POLDA NTB TINGKATKAN PENGAWASAN DISTRIBUSI BBM

id

     Mataram, 9/3 (ANTARA) - Kepolisian Daerah Nusa Tenggara Barat meningkatkan pengawasan distribusi bahan bakar minyak, yang saat ini berpotensi terjadi penimbunan dan pengalihan lokasi penyimpanan, terkait rencana kenaikan harga pada 1 April 2012.

     "Pengawasan distribusi BBM yang makin ditingkatkan itu merupakan langkah antisipasi pihak kepolisian terhadap berbagai hal terkait rencana kenaikan BBM," kata Kabid Humas Polda Nusa Tenggara Barat (NTB) AKBP Sukarman Husein, di Mataram, Jumat.

     Ia mengatakan, langkah antisipasi lainnya yakni berkoordinasi dengan pihak Pertamina guna mendapatkan data dan informasi tentang kouta bahan bakar minyak (BBM) yang akan disalurkan.

     Polda NTB beserta jajarannya akan menggunakan data versi Pertamina itu untuk menyesuaikan dengan kondisi riil di lapangan, sehingga akan dapat mengetahui indikasi penimbunan BBM.

     "Pengawasan dan patroli di darat maupun di air juga ditingkatkan guna mencegah penyalahgunaan pendistribusian BBM dengan berbagai sasaran, seperti badan usaha, penyalur dan transportir, serta konsumen," ujarnya.

     Sukarman menyebut badan usaha yang diawasi itu yakni depo/terminal BBM, Stasiun Pengisian Bahan bakar Umum (SPBU), termasuk yang dikelola koperasi TNI dan Polri.

     "Kami juga menyampaikan imbauan kepada semua pihak terkait, sekaligus membantu mengawal pendistribusian BBM, serta melakukan upaya penegakan hukum jika ditemukan indikasi penyimpangan," ujarnya.
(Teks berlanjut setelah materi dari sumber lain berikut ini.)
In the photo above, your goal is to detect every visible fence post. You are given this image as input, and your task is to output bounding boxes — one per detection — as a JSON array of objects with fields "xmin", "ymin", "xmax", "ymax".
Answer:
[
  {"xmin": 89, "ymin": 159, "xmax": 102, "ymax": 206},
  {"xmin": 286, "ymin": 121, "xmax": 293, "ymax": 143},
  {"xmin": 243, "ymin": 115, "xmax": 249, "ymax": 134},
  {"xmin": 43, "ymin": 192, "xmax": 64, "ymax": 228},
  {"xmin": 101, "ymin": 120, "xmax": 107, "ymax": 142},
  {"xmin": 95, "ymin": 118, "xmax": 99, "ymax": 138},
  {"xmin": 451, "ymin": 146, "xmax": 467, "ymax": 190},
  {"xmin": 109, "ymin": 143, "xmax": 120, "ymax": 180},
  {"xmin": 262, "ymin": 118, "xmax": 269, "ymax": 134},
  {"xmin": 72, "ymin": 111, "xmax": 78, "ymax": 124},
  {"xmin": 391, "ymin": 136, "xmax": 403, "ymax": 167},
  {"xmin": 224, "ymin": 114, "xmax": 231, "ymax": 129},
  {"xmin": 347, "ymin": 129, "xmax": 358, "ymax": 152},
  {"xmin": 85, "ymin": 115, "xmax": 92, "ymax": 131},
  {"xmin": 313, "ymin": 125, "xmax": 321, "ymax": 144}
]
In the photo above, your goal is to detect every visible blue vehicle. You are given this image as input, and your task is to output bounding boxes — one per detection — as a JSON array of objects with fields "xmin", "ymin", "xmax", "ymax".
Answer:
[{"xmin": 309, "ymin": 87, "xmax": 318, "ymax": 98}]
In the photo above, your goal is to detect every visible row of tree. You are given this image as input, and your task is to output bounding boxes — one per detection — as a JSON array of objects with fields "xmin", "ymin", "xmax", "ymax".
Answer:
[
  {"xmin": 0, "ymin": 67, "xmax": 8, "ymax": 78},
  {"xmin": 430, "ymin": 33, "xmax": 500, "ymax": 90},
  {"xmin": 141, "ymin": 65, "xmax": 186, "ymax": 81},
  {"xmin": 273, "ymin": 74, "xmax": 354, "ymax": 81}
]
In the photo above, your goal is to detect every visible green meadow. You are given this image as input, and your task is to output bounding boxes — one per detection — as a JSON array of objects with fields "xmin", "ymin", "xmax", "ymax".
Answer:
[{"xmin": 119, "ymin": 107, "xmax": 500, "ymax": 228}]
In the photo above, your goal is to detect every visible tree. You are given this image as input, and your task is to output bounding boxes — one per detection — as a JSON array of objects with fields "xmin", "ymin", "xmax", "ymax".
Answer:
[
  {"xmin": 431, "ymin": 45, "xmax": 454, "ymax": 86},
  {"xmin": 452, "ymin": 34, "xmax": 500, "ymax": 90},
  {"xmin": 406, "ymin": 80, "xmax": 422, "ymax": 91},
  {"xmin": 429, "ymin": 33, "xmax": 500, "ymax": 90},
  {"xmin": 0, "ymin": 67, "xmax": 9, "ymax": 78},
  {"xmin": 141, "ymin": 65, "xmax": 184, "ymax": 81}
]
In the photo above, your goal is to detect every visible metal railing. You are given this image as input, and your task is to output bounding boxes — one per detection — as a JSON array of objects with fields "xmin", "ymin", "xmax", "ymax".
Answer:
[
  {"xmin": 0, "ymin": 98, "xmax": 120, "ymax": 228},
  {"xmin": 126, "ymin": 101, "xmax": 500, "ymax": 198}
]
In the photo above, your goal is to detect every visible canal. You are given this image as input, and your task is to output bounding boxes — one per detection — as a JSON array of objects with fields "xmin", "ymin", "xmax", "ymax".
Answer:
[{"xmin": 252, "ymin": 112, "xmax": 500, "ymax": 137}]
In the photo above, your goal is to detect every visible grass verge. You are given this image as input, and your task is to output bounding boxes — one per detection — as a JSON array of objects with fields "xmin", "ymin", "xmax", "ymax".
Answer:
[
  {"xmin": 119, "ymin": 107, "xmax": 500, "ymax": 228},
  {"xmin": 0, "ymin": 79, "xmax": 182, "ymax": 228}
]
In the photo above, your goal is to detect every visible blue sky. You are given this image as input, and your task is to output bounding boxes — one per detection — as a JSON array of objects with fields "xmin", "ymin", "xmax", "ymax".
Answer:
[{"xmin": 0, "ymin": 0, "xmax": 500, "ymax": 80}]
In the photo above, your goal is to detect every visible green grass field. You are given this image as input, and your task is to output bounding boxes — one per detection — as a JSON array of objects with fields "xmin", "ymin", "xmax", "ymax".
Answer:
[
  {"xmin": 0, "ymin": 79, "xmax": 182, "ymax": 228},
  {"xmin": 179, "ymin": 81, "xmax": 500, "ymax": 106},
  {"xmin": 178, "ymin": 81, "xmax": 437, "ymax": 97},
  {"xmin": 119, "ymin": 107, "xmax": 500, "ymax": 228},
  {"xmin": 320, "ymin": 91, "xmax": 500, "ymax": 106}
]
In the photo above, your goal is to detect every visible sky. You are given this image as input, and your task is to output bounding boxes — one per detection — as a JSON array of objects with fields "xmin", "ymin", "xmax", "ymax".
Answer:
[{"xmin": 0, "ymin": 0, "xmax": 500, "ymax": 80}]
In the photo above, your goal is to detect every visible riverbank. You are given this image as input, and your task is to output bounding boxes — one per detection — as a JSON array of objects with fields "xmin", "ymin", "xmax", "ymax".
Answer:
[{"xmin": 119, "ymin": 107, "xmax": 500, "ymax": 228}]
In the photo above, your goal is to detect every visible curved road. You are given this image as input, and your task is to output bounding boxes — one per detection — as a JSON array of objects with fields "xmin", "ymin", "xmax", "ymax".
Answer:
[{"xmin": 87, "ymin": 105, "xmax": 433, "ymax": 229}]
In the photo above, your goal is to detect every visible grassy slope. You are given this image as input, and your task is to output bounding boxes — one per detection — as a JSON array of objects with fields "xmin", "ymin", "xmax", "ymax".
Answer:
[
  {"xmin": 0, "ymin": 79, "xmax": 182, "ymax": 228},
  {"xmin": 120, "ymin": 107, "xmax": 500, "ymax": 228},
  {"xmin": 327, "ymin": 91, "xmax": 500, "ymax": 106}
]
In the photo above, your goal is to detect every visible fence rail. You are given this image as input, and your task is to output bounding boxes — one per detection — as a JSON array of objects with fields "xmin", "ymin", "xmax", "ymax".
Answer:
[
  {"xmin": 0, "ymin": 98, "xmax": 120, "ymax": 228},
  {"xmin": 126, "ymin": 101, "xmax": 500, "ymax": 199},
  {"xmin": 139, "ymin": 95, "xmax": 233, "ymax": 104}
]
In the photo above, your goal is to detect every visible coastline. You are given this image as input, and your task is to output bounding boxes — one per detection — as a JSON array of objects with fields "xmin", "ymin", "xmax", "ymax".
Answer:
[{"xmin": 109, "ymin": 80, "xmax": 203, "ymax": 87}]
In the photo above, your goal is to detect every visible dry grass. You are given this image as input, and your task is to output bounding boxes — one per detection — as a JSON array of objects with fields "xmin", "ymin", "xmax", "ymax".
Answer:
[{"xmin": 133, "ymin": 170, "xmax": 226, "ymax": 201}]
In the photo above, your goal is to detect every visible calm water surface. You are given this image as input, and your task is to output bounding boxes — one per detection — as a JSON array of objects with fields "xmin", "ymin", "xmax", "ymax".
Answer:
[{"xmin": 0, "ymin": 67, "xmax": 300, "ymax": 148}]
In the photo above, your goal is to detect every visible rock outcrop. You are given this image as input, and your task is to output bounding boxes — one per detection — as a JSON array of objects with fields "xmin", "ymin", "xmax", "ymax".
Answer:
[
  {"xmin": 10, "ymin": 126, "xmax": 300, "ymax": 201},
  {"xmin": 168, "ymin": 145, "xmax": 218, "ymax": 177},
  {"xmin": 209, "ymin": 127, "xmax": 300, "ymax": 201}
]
     Seperti diketahui, pemerintah berencana menaikkan harga BBM pada April 2012, meskipun hingga kini belum disetujui DPR.

     Menteri Energi dan Sumber Daya Mineral (ESDM) Jero Wacik, telah mengungkapkan dua opsi terkait rencana kenaikan harga BBM guna menekan angka subsidi dari APBN.

     Opsi tersebut dituangkan dalam usulan baru yang disampaikan pemerintah kepada DPR, namun bersifat usulan alternatif kebijakan.

     "Opsi I, kenaikan harga eceran premium/solar yakni Rp 1.500 per liter jadinya 6.000, dan opsi II memberikan subsidi tetap maksimum sebesar Rp 2.000 per liter untuk premium dan solar," ujar Jero Wacik, pada rapat kerja dengan Komisi VII DPR, Selasa (28/2). (*)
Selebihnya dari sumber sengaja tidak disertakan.